The number of particles in a mole of sample is given by Avogadro law. The number of particles in a mole of a sample is equivalent to [tex]\rm 6.023\;\times\;10^2^3[/tex].
Computation for number of molecules in [tex]\rm (NH_4)_3PO_4[/tex]
The given mass of ammonium phosphate is 2.38 g.
The molar mass of ammonium phosphate is 149 g/mol
The moles of the sample is given as:
[tex]\rm Moles=\dfrac{Mass}{Molar\;mass} \\\\Moles\;(NH_4)_3PO_4=\dfrac{2.38\;g}{149\;g/mol}\\\\ Moles\;(NH_4)_3PO_4=0.015\;mol[/tex]
The available moles of ammonium phosphate is 0.015 mol.
According to Avogadro's law, the number of particles in the sample is given as:
[tex]\rm 1\;mol=6.023\;\times\;10^2^3\;particles\\\\0..015\;mol=\dfrac{6.023\;\times\;10^2^3\;particles}{1\;mol}\;\times\;0.015\;mol\\\\ 0.015\;mol=9.0345\;\times\;10^2^1\;particles[/tex]
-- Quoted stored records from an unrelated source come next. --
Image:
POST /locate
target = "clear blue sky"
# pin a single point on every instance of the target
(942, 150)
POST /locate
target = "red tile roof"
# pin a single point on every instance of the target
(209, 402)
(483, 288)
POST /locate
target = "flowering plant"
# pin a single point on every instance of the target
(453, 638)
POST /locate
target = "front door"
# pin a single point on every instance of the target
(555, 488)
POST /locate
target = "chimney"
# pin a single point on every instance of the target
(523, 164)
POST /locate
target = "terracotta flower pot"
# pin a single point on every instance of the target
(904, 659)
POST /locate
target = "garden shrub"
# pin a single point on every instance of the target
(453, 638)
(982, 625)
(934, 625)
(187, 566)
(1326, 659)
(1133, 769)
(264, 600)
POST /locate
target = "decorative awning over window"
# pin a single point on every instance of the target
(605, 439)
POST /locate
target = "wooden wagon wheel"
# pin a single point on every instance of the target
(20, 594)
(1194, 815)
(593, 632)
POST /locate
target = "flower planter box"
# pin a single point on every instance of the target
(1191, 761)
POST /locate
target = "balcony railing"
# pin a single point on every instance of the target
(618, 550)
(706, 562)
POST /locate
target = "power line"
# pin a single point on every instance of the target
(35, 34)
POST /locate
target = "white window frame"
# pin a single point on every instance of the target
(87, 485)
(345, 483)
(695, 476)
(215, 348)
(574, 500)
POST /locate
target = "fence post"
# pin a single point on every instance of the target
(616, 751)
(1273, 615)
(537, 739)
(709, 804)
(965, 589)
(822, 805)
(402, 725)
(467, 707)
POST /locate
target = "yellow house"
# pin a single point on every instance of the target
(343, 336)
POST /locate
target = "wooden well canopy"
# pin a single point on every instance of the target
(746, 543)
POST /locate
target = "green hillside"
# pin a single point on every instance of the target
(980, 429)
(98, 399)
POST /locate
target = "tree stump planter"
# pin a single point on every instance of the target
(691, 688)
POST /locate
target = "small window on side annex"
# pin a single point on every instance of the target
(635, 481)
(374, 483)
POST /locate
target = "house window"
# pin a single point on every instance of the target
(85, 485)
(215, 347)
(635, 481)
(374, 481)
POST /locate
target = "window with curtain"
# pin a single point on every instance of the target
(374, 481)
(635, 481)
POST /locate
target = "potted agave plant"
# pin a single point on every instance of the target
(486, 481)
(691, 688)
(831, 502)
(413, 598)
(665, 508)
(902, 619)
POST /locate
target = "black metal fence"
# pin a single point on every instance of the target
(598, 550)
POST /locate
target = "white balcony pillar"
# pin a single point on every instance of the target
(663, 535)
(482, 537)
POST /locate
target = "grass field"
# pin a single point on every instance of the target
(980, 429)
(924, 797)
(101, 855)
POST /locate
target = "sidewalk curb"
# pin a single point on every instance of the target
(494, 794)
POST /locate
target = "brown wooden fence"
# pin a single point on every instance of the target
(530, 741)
The number of particles in 2.38 g ammonium phosphate are [tex]\rm \bold{9.0345\;\times\;10^2^1}[/tex].
Learn more about the number of particles, here:
https://brainly.com/question/1445383
Thanks for stopping by. We are committed to providing the best answers for all your questions. See you again soon. Thank you for your visit. We're dedicated to helping you find the information you need, whenever you need it. Your questions are important to us at Westonci.ca. Visit again for expert answers and reliable information.